D’un autre côté, je crains qu’il n’y ait quelque imprudence à exposer tant de biens aux mêmes accidens, aux influences du même climat. Il me paraît plus sûr de se précautionner contre les caprices de la fortune, par la différente situation de nos terres. Et même, n’est-il pas agréable de changer quelquefois de terrain et d’air, et le voyage d’une maison à l’autre n’a-t-il pas ses charmes[1] ? Mais venons au point capital. Le terroir est gras, fertile, arrosé : on y trouve des terres labourables, des vignes, et des bois dont la coupe est d’un revenu modique, mais certain. Cependant, l’indigence des cultivateurs a nui à la fécondité de la terre. Le dernier propriétaire a vendu plus d’une fois tout ce qui servait à la faire valoir[2] ; et, par cette vente, en diminuant pour le présent les arrérages dont les fermiers étaient redevables, il leur ôtait tous les moyens de se relever, et les surchargeait de nouvelles dettes. Il faut donc établir nombre de bons fermiers : car nulle part je n’assujettis mes esclaves à la culture de la terre, et tout le monde en use comme moi dans le pays[3].

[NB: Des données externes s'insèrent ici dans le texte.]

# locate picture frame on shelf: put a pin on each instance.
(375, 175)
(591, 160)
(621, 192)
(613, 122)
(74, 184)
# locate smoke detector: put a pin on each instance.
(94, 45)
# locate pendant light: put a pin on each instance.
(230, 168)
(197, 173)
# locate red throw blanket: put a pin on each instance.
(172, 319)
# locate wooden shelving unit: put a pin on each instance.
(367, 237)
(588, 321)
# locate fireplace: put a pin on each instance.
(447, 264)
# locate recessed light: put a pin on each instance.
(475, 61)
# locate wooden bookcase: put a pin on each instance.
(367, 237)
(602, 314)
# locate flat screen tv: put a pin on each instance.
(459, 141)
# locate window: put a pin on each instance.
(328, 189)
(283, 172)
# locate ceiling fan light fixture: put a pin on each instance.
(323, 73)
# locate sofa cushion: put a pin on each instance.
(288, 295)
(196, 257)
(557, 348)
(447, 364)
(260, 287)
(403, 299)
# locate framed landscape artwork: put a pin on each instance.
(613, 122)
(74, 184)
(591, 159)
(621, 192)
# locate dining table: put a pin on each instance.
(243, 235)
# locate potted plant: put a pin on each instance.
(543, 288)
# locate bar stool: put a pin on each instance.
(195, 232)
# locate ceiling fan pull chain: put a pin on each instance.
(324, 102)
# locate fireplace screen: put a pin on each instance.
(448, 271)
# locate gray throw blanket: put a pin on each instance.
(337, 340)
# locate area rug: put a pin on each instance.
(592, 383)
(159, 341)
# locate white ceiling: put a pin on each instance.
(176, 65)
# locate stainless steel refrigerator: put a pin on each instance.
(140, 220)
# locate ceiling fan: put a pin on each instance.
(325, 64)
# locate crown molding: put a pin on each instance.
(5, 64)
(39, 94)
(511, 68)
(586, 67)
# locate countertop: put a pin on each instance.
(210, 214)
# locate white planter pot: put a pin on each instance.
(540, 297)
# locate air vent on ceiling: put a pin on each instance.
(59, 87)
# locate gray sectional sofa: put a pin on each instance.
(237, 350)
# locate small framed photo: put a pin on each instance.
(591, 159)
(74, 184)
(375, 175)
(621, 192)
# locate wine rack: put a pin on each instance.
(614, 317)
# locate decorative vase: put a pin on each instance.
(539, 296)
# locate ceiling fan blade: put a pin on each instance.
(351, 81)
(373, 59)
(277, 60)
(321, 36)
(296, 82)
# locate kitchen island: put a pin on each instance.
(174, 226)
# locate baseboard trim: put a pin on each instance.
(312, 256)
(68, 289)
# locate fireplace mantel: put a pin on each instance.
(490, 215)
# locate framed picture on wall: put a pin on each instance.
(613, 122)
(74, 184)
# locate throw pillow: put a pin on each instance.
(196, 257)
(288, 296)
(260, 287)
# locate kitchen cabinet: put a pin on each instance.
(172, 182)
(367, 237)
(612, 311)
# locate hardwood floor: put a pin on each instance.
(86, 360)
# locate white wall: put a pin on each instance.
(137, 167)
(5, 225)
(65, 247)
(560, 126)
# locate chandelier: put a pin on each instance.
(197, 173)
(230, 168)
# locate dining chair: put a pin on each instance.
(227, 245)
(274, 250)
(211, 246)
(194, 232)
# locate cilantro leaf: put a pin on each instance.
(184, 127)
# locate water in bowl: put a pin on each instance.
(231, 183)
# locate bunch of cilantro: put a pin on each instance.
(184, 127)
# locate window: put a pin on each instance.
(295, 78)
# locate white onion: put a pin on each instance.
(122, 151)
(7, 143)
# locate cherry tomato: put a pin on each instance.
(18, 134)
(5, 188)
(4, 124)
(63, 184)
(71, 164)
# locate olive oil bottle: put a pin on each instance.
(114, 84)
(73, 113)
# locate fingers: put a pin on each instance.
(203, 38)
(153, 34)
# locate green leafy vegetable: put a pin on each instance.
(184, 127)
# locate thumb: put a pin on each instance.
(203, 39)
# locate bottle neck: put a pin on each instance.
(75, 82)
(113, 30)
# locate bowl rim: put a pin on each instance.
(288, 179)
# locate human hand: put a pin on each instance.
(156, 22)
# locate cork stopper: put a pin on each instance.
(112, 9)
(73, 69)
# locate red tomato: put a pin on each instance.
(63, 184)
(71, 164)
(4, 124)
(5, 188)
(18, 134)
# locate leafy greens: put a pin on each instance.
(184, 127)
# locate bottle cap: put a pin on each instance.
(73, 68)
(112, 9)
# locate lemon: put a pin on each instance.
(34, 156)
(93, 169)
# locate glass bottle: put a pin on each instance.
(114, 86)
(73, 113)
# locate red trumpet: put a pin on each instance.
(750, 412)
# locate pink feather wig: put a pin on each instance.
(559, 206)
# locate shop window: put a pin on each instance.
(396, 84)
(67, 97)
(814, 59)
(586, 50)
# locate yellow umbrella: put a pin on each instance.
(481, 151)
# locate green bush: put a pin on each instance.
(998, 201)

Je n’ai plus qu’à vous instruire du prix ; il est de trois millions de sesterces. Il a été autrefois jusqu’à cinq : mais la diminution du revenu, causée, soit par le manque de bons cultivateurs, soit par la misère des temps, a naturellement diminué le prix du fonds. Vous me demandez si je puis aisément rassembler trois millions de sesterces. Il est vrai que la plus grande partie de mon bien est en terres : j’ai pourtant quelque argent qui roule dans le commerce[4] ; et d’ailleurs, je ne me ferais pas scrupule d’emprunter. J’ai toujours une ressource prête dans la bourse de ma belle-mère, où je puise aussi librement que dans la mienne. Ainsi, que cela ne vous arrête point, si le reste vous plaît. Apportez-y, je vous en supplie, la plus grande attention : car en toutes choses, mais surtout en économie, vous avez infiniment d’expérience et de sagesse. Adieu.

  1. Le voyage d’une maison à l’autre. C’est évidemment d’après la leçon peregrinatio intersita, et non d’après celle-ci, peregrinatio inter sua, que De Sacy a traduit. La première, approuvée par Schæfer, me parait fort supérieure à l’autre.
  2. Le dernier propriétaire. Pour l’intelligence de ce passage et des suivans, il faut savoir que par l’effet de l’hypothèque nommée Servienne, les meubles et les instrumens de culture du fermier devenaient le gage du propriétaire, qui les faisait vendre, lorsque le prix du fermage n’était pas payé. On conçoit que cette vente portait un coup fatal au cultivateur et à la propriété.
  3. Car nulle part je n’assujettis, etc. Je n’ai point suivi l’interprétation de De Sacy : « Parmi mes esclaves, dit-il, je n’en ai point de propres à cela, et il n’en reste aucun dans la maison dont il s’agit. » Comment nec usquam vinctos habeo peut-il signifier je n’ai point d’esclaves propres à cultiver la terre ? J’aime mieux entendre que Pline ne se servait pas, comme on le faisait quelquefois, d’esclaves enchaînés (vinctos) pour travailler à ses terres. C’est ainsi que Gruter, Gesner et Forcellini ont entendu ce passage : Servos in compedibus, dit ce dernier, ad colendos agros. On s’assurera que les propriétés rurales des riches citoyens étaient cultivées souvent par des esclaves, au moins du temps de notre auteur,
  4. Quelque argent, etc. Quelques éditions portent fenore au lieu de fenero. Avec fenore, il faut changer toute la ponctuation de la phrase.